All this being said, I’m ecstatic by the ‘free pass’ I’ve been given to explore more locally.
Restricted to the province of Granada until July, there are so many adventures to be had at my doorstep, and the same can be said of so many of us; though we’ve just always failed to see it! The idea that holidays and adventures only exist at the arse end of a long haul flight is just bollocks.
Now, more than ever, we’re all desperate to get out and explore, though where we can go is severely limited. But that’s okay! There’s plenty of time for some broader adventures in the future and for now, maybe these mini-trips and mini-adventures can remind us what’s really important in our travels. It’s not just about the country and landmark checklist, it’s about getting out and seeing new things!

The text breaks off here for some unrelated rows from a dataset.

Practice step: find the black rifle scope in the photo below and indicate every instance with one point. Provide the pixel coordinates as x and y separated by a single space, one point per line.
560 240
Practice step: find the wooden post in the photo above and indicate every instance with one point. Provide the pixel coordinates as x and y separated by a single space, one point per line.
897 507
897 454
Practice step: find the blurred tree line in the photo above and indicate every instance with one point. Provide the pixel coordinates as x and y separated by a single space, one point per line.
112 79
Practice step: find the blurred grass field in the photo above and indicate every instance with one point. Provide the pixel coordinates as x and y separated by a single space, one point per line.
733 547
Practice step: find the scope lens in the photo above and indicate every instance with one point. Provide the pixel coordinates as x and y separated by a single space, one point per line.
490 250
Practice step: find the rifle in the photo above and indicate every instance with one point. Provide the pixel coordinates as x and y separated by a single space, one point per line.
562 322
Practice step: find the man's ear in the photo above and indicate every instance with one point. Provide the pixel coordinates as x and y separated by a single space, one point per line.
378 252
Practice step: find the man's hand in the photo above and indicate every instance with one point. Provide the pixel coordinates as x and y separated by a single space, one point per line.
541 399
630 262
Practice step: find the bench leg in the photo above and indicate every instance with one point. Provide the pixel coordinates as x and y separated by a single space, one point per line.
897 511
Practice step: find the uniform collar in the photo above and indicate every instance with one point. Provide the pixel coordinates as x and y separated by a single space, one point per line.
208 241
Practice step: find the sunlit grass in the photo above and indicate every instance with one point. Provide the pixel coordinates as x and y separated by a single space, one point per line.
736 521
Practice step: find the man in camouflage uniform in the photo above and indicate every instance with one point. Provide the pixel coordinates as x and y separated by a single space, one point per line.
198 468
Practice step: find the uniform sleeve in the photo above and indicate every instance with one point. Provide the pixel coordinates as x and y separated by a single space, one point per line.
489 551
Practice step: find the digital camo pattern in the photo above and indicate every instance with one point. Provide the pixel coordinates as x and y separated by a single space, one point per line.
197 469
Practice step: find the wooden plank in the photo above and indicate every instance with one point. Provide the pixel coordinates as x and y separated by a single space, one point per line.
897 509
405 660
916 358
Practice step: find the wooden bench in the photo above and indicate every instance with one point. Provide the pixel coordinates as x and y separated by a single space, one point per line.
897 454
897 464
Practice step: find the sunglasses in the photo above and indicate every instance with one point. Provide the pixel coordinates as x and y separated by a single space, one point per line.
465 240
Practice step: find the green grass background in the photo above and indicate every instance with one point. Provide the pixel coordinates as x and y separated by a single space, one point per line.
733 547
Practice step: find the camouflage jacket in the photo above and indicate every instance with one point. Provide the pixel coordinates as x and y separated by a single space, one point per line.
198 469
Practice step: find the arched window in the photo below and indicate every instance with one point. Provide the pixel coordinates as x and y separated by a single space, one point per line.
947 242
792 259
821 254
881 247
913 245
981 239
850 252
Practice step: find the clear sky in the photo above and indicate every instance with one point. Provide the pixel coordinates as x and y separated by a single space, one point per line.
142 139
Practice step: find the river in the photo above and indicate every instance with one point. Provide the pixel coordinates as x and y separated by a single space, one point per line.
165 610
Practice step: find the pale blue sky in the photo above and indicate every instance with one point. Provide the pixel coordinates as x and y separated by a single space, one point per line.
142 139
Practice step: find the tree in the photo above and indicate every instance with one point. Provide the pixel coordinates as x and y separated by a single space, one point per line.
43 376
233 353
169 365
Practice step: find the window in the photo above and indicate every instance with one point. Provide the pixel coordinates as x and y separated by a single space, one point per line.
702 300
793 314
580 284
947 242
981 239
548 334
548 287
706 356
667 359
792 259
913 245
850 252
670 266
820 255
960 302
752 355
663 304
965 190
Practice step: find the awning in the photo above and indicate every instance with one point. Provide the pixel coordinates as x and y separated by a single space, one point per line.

I’ve already got far too many routes bubbling to the surface, from a through-hike across the Sierra Nevada (while the snow’s still around I hope!) and a trail connecting the various villages of the Alpujarras, to some day rides by bike down to the coast and to various little pueblos I’ve always intended to visit.
One arm of the Camino de Santiago trail passes through Granada too! If I can sneak across to neighbouring provinces in the coming weeks or months, I’ve pegged out a 130km converted railway line to cycle from Jaén, and a stunning hiking trail from Ronda through the mountains to Tarifa.
I’d originally planned to amble my way up to Mallorca this summer, to take some sailing courses and network there, in search of a boat and crew with whom I’d cross the Atlantic Ocean in November in order to begin my next odyssey through South and Central America.
My ‘back-up’ was to salvage the Middle Eastern tour I had to cancel last year due to visa restraints and navigate what I can safely, en route to Central Asia and its nefarious ‘Stans! Though immunity passports of some form, I imagine, will hinder such a backup. Let’s see how things unravel.
I can’t thank Dan enough for sharing all of his incredible knowledge with me. He’s been a real inspiration to me, and I can’t wait to use his tips to discover more of our beautiful planet, once it’s safe to do so.